Production Operations

Node Pools & Node Management

● Advanced ⏱ 15 min read

Not all workloads belong on the same hardware. ML training jobs need GPUs. Latency-sensitive services need dedicated CPU. Batch jobs can tolerate spot interruptions. Node pools let you carve the cluster into segments with different machine types, taints, and autoscaling rules — and route workloads to the right segment via labels, taints, and affinity rules.

Node Pools

A node pool (called a node group on EKS, node pool on GKE/AKS) is a set of nodes with identical configuration: machine type, OS image, disk size, labels, and taints. Managed clusters manage node pool lifecycle — adding, draining, and replacing nodes.
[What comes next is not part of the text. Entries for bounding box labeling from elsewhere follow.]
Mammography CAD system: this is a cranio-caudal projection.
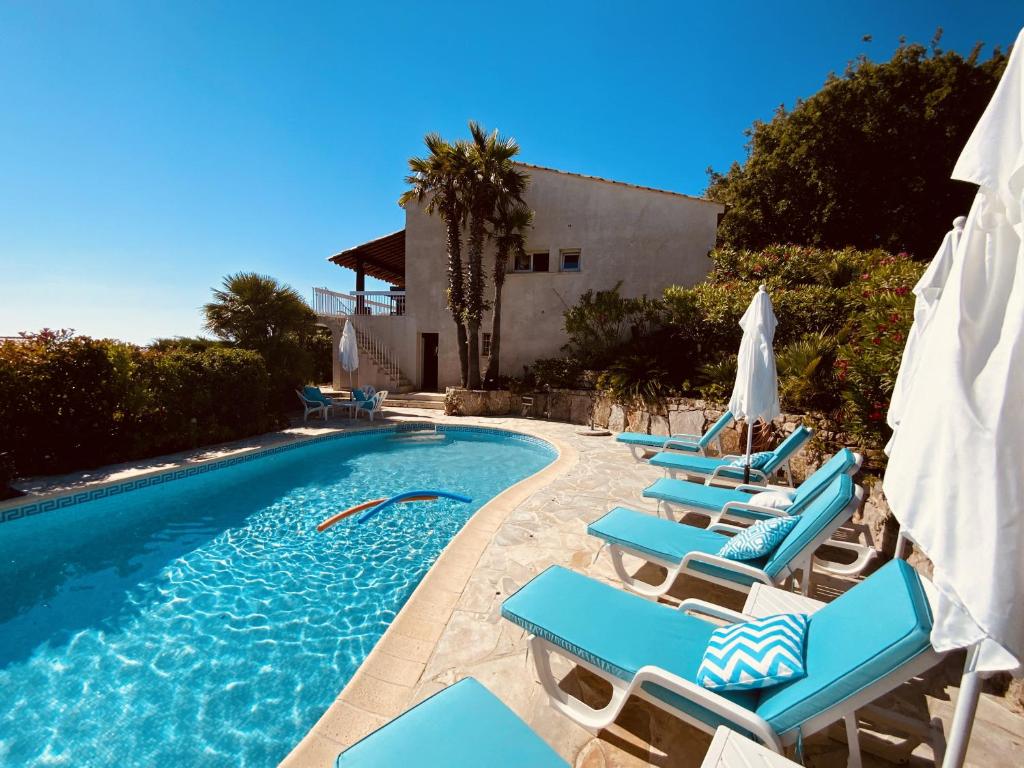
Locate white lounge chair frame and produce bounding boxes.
[657,452,864,524]
[529,599,943,768]
[355,389,387,421]
[627,434,725,462]
[595,485,867,600]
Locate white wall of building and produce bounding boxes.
[399,167,725,390]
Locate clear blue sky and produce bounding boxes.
[0,0,1024,342]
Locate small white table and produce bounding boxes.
[743,584,824,618]
[700,725,799,768]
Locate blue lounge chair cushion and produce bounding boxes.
[697,613,808,691]
[764,475,856,579]
[729,451,775,471]
[335,678,568,768]
[587,507,767,586]
[615,432,697,452]
[650,425,811,479]
[757,560,932,734]
[718,517,800,560]
[643,477,751,512]
[793,449,857,509]
[502,569,758,726]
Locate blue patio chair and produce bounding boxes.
[295,387,334,421]
[649,425,813,485]
[502,561,941,765]
[587,474,863,597]
[335,677,569,768]
[615,411,732,461]
[643,449,863,523]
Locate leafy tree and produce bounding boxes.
[707,30,1007,258]
[462,120,526,389]
[398,133,469,386]
[203,272,316,411]
[483,201,534,381]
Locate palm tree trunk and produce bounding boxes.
[466,206,486,389]
[483,249,508,381]
[443,209,469,387]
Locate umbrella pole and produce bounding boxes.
[743,421,754,483]
[942,645,981,768]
Pool	Machine type	Taint	Workloads
system	2 CPU / 8 GB	CriticalAddonsOnly	CoreDNS, metrics-server, autoscaler
general	4 CPU / 16 GB	—	Most application workloads
memory	8 CPU / 64 GB	workload=memory-optimized	Redis, in-memory caches, JVM heaps
gpu	8 CPU / 32 GB + GPU	nvidia.com/gpu=present	ML inference, GPU workloads
spot	4 CPU / 16 GB (spot)	spot=true	Batch jobs, CI runners, non-critical workers

Node Labels & Selectors

Labels are the low-friction way to steer workloads. Managed clusters auto-label nodes with cloud-provider metadata. Add custom labels at pool creation or manually.

# Label a node
kubectl label node node-1 workload-type=memory-optimized

# Remove a label
kubectl label node node-1 workload-type-

# Show node labels
kubectl get nodes --show-labels

# Select nodes with a label in a pod spec
spec:
  nodeSelector:
    workload-type: memory-optimized

Taints & Tolerations

Labels are opt-in (pods choose nodes). Taints are opt-out — they repel pods unless the pod has a matching toleration. Use taints to dedicate nodes exclusively to specific workloads.
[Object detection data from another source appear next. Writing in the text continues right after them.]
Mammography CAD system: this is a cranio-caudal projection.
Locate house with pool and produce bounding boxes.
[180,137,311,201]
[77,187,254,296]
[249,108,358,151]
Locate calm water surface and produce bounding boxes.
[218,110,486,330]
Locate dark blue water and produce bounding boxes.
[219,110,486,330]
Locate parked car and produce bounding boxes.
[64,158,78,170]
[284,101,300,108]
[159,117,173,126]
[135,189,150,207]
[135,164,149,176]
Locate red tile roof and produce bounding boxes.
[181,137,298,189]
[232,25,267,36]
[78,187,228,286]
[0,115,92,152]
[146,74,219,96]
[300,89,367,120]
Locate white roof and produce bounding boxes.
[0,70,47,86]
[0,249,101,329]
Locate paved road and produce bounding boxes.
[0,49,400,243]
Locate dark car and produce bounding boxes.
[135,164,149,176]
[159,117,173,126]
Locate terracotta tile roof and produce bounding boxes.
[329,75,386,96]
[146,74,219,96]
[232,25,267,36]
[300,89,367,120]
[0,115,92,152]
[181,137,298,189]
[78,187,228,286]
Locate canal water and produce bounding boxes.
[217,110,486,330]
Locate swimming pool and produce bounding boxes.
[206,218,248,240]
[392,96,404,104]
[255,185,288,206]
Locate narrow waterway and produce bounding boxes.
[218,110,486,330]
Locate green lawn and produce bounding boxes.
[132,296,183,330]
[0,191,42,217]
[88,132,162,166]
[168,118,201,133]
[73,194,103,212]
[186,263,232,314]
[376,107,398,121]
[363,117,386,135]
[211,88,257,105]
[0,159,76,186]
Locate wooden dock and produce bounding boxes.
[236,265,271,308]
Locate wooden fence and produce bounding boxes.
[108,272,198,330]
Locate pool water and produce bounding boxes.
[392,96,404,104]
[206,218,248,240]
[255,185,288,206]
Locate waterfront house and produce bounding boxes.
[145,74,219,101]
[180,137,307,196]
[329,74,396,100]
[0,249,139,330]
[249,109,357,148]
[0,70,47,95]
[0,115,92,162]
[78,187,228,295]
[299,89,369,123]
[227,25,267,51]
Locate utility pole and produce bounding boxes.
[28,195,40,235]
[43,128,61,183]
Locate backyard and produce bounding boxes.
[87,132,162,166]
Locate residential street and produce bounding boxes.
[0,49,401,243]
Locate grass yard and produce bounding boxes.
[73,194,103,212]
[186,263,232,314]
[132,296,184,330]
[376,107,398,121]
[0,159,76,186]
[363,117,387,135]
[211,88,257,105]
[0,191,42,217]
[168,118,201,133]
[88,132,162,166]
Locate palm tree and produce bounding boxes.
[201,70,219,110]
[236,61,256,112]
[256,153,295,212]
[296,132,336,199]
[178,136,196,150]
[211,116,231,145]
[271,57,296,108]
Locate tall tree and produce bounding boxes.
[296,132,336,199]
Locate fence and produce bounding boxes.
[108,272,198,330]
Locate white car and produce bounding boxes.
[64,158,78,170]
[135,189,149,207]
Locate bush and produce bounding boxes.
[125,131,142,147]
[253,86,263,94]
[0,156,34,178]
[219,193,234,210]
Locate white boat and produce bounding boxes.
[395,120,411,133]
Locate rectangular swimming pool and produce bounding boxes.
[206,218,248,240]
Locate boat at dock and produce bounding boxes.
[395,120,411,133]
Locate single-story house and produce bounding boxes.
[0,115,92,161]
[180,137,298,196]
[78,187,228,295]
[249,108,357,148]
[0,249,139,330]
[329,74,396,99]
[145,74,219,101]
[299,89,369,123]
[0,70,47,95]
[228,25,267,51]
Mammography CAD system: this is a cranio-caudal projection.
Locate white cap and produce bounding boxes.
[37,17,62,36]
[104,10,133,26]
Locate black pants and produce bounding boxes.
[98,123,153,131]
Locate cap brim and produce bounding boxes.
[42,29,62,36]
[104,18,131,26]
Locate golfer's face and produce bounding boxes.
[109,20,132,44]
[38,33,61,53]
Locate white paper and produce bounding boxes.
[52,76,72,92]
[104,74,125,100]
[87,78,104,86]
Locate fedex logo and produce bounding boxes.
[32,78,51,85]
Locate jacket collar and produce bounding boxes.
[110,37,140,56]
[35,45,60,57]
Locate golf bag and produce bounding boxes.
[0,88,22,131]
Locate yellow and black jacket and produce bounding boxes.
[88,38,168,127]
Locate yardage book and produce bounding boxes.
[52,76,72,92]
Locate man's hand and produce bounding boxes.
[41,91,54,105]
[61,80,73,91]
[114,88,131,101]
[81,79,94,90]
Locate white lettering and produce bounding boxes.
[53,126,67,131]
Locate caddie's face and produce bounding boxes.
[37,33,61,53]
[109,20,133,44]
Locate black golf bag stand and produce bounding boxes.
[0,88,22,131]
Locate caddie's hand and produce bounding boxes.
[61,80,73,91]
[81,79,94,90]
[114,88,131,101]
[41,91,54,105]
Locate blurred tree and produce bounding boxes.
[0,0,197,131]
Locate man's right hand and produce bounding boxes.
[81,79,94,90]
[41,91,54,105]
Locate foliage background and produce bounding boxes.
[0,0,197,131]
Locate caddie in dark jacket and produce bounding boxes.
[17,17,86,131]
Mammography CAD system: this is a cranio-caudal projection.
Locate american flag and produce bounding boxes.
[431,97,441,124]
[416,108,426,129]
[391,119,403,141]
Taints repel pods — toleration is the pass

GPU NODE — tainted

taint: gpu=present:NoSchedule

✅ ML pod (has toleration)

❌ API pod (no toleration) — repelled

❌ DB pod (no toleration) — repelled

GENERAL NODE — no taint

(no taint — all pods land here)

✅ API pod

✅ DB pod

⚠️ ML pod also lands here unless nodeSelector/affinity added

Exclusive dedication: taint the node (repel others) + add nodeAffinity to the workload (pull it to the right pool). Toleration alone does not guarantee placement.

Taints repel all pods without a matching toleration. To dedicate a node pool exclusively: taint it AND add nodeAffinity/nodeSelector to the intended workload.

taint a node and add a toleration to a pod

# Taint a node (NoSchedule — new pods without toleration won't land here)
kubectl taint nodes node-1 gpu=present:NoSchedule

# NoExecute — also evicts existing pods without toleration
kubectl taint nodes node-1 gpu=present:NoExecute

# Remove a taint
kubectl taint nodes node-1 gpu=present:NoSchedule-

# Toleration in pod spec
spec:
  tolerations:
  - key: "gpu"
    operator: "Equal"
    value: "present"
    effect: "NoSchedule"

Node Affinity

Node affinity expresses scheduling preferences more precisely than nodeSelector. Use requiredDuringSchedulingIgnoredDuringExecution for hard rules and preferredDuringSchedulingIgnoredDuringExecution for soft preferences.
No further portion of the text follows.